Нехватка исторического сознания в экологическом движении объясняется тем, что оно не видит и не чувствует подлинную предысторию самого себя. Дело в том, что проблемы окружающей среды и стратегии борьбы с ними в XX веке коренным образом изменились. Так, сегодня один из основных источников вреда, наносимого окружающей среде, кроется в чрезмерном количестве удобрений. Но в течение тысяч лет главной проблемой была их нехватка. Современный опыт искажает видение исторической проблематики.
Сегодня в разных частях мира мы сталкиваемся с разрушительными последствиями безмерного эгоизма частного собственника. Но в прошлом гарантированные наследственные и имущественные права способствовали защите и сохранению почвы и произраставших на ней плодовых деревьев. Два специалиста по охране природы, изучавших ситуацию в Южной Азии, делают вывод, что проблема разрушения среды по сути своей проста: она повсеместно возникает там, где местное население утрачивает контроль над своими ресурсами и не способно оградить их от чужака (см. примеч. 4).
Есть и другие темы, которые экологические историки не видят за своими шорами. Регламентация секса [9], которая теперь, когда в распоряжении человечества находятся многочисленные противозачаточные средства, считается принудительно-невротическим средством подавления человеческой природы, прежде могла сдерживать рост численности населения и способствовать гармонии между человеком и окружающим миром. Враждебность по отношению к чужакам, ставшая сегодня для многих воплощением политической патологии, до Нового времени имела явный смысл: в микромирах земледельцев и пастухов миграция разрушала устоявшиеся отношения между человеком и природой, переселение уносило в небытие накопленный за долгое время местный опыт природопользования.
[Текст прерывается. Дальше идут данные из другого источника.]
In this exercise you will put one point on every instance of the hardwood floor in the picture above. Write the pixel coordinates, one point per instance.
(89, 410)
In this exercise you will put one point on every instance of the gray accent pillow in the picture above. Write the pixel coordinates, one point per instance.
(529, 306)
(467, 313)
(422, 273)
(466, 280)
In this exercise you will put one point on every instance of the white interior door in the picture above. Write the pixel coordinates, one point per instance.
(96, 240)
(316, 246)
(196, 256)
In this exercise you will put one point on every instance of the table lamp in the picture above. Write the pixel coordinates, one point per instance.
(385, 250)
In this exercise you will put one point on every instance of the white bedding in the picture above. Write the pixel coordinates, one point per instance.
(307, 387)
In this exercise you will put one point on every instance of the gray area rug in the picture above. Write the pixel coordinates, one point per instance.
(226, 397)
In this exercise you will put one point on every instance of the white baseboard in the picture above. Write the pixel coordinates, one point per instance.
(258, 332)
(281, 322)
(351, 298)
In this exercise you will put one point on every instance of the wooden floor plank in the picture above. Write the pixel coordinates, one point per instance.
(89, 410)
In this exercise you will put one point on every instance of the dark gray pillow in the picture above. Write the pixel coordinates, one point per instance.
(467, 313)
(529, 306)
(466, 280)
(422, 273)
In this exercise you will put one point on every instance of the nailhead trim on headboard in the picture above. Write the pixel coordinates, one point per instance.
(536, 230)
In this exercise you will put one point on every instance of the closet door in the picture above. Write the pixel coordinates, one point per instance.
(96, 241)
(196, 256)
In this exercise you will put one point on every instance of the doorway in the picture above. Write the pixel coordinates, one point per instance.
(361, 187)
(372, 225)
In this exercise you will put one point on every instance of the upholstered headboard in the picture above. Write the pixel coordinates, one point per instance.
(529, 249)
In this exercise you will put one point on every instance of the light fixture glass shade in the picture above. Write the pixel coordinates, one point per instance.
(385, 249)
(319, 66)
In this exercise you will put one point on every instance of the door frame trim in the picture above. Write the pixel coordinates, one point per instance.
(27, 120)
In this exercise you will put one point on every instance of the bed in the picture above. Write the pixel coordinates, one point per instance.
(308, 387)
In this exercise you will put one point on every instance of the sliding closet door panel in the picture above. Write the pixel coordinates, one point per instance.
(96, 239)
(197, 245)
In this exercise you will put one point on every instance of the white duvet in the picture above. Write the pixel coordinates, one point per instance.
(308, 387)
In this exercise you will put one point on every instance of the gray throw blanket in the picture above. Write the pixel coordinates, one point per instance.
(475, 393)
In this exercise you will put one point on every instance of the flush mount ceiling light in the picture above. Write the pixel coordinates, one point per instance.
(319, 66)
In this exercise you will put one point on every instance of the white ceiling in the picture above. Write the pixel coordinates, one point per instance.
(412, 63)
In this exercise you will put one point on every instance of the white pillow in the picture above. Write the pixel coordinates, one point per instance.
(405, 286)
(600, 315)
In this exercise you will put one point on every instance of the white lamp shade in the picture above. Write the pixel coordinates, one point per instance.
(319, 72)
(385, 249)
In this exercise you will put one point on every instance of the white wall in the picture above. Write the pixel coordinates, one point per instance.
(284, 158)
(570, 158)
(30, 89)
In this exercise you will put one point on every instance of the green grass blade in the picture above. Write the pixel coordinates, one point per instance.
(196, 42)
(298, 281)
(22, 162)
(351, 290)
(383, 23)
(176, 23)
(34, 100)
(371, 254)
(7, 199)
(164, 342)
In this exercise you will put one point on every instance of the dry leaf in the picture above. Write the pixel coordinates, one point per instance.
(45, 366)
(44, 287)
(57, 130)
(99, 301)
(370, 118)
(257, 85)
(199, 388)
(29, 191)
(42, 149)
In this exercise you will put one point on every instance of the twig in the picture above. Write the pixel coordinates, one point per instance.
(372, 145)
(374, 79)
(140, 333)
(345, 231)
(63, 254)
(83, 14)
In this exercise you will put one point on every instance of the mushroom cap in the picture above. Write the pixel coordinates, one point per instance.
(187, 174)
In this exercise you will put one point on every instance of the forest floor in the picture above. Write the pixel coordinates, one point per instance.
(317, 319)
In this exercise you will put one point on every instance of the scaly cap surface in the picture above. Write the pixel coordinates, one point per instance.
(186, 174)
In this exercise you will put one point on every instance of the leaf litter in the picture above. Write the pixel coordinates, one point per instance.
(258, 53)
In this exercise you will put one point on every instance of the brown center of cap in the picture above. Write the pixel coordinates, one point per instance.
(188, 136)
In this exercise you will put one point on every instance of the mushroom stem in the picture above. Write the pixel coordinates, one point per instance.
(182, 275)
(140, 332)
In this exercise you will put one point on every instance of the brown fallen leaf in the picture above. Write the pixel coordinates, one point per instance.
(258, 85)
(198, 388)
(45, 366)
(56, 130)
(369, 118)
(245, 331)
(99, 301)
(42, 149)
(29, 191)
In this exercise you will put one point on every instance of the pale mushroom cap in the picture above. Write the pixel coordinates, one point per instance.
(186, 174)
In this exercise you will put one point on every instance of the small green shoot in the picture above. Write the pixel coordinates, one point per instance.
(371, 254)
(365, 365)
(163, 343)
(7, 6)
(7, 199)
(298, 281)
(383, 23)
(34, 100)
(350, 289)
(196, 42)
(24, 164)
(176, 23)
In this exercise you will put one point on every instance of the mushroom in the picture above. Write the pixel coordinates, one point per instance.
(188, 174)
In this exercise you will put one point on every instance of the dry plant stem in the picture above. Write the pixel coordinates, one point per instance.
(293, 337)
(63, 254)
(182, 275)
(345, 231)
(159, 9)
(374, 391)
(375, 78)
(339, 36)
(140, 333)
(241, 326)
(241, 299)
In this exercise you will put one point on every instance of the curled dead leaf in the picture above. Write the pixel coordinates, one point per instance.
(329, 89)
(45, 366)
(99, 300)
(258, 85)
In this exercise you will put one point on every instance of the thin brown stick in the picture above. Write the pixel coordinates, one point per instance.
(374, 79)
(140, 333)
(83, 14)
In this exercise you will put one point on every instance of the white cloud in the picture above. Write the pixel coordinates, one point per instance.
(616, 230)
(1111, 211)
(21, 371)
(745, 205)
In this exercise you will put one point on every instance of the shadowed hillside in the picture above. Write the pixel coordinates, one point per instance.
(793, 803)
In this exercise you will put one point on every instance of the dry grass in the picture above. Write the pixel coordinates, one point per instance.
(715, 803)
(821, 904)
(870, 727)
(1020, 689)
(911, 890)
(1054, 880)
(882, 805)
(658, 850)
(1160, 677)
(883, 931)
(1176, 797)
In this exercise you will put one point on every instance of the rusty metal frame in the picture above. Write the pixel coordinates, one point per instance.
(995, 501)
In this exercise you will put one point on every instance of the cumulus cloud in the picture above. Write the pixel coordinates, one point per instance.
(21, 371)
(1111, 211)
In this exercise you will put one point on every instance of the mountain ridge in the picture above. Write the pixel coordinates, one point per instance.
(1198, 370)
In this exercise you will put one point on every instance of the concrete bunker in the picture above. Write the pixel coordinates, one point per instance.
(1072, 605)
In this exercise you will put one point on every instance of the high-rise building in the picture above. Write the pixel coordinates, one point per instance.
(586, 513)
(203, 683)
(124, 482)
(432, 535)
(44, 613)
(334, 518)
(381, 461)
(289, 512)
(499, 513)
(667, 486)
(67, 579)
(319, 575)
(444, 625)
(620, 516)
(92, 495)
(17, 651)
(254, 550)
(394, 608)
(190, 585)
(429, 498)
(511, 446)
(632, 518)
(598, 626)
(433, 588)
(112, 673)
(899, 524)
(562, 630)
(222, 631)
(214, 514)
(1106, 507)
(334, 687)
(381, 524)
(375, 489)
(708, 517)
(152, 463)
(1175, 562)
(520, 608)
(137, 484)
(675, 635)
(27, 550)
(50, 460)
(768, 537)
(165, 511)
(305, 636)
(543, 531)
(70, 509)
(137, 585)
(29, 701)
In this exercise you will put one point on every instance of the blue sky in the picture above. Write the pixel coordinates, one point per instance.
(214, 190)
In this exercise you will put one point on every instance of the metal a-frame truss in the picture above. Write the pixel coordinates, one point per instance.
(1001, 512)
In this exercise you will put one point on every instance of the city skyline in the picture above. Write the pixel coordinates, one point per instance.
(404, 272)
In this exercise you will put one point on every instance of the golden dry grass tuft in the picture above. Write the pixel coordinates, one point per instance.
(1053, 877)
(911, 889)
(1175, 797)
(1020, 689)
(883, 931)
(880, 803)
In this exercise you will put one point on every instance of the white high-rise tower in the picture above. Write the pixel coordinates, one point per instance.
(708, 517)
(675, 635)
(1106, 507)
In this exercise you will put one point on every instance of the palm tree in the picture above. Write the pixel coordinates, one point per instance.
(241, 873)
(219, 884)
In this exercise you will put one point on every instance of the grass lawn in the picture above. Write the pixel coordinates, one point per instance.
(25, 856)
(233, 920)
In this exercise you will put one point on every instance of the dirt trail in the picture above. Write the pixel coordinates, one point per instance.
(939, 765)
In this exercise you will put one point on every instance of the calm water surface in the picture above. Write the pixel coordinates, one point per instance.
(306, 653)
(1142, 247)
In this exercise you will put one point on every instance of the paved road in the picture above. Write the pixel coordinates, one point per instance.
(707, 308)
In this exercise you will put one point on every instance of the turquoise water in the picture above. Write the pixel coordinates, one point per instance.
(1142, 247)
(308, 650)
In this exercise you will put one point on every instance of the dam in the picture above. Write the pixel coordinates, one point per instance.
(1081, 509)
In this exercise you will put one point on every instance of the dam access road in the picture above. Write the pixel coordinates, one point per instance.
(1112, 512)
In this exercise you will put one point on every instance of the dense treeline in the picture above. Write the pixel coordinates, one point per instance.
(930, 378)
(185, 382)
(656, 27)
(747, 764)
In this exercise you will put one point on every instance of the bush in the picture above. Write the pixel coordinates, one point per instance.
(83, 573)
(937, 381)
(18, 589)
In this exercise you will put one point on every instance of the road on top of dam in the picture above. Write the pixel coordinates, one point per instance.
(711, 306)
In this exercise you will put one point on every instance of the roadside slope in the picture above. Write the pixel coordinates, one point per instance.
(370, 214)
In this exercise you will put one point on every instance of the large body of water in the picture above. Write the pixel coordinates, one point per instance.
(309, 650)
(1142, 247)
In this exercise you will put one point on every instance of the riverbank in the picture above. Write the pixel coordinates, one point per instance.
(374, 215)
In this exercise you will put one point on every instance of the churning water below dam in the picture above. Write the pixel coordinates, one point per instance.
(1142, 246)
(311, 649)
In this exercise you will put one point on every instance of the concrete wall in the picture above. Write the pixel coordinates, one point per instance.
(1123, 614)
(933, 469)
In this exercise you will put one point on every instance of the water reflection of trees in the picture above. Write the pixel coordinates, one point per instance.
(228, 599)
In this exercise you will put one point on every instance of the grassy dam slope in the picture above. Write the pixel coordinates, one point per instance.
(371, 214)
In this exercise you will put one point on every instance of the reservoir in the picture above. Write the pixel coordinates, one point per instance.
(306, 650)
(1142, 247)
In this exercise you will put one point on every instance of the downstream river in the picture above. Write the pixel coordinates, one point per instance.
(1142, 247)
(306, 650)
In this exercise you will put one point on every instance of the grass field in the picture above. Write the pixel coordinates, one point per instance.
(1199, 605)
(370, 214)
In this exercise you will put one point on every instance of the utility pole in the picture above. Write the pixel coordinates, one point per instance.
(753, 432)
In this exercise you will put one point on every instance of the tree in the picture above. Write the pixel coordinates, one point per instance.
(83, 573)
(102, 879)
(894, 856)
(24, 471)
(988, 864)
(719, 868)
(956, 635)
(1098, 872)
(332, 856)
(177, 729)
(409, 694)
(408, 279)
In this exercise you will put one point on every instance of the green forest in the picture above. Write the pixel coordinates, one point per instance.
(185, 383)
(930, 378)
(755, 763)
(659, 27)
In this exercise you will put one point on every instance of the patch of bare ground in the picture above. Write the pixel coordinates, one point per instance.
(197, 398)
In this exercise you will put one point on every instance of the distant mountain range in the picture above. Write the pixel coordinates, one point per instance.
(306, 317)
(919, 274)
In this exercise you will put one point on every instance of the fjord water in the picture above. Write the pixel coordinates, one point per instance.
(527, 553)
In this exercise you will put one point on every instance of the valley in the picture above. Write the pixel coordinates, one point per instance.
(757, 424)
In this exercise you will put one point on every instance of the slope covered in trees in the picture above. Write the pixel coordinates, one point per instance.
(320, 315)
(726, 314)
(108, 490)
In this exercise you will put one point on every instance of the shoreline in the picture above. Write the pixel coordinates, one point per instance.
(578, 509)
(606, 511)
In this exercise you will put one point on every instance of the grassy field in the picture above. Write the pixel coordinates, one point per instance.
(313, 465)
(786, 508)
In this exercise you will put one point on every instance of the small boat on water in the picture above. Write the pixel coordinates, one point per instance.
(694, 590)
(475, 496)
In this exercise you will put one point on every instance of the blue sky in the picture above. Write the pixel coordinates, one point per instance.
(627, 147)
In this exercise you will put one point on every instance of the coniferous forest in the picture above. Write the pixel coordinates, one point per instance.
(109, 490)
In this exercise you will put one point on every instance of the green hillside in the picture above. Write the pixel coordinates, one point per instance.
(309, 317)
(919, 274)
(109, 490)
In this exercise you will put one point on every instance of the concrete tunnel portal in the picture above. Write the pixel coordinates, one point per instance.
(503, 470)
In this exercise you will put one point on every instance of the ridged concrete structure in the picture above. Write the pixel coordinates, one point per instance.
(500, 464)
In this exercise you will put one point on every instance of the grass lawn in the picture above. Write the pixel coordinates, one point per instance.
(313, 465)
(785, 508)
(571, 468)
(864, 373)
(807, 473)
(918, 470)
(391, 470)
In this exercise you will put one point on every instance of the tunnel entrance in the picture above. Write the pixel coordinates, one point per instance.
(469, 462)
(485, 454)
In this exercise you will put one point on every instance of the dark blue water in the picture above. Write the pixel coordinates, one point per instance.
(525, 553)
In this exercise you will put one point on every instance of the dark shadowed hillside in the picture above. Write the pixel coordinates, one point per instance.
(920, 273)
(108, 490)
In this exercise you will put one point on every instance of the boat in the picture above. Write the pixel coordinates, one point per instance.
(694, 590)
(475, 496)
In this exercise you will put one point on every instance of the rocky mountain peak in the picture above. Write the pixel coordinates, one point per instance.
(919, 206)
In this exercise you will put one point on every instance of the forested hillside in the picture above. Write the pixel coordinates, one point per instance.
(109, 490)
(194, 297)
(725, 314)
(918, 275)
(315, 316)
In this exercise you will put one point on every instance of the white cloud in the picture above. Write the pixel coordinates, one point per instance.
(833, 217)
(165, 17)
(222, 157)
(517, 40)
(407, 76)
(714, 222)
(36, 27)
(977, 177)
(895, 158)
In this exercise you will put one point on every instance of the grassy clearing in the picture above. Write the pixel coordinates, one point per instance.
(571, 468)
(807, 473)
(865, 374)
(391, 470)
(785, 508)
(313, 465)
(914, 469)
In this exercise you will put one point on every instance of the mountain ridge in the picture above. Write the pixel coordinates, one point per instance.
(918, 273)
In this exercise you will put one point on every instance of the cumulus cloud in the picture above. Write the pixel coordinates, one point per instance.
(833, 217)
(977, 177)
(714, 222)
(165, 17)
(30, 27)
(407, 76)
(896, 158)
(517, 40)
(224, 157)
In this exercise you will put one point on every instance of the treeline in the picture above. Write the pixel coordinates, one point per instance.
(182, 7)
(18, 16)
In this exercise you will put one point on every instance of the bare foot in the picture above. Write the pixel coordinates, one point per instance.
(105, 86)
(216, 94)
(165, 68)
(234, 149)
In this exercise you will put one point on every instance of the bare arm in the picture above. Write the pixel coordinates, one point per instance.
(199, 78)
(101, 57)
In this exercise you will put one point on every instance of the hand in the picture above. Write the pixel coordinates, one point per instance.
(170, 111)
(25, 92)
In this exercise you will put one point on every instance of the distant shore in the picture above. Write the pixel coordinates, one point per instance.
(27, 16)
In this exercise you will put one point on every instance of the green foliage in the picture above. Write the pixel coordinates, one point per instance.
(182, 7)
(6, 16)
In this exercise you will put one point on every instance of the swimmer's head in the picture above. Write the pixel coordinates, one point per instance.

И, возможно, главное: довлеющий надо всем великий закон инерции, который сегодня способствует бездумному обращению с окружающей средой, в те времена, когда рубить и перевозить деревья было сложно и мучительно, нередко служил лучшим защитником природы. Если современные историки будут зацикливаться на идеалах, свойственных сегодняшнему экологическому сознанию, они не увидят экологически дружественных повседневных практик ушедших эпох, которые в письменных источниках часто прочитываются лишь между строк, а на сегодняшней экологической сцене вызывают скорее антипатию. Нет сомнений, что мир «нулевого роста», экономии, циклического использования отходов вовсе не был столь приятным, как кажется при повторении слов о «гармонии с природой». Этот мир равнодушно принимал высокую детскую смертность, ведь понятно было, что чем меньше будет голодных ртов, тем больше пищи достанется выжившим.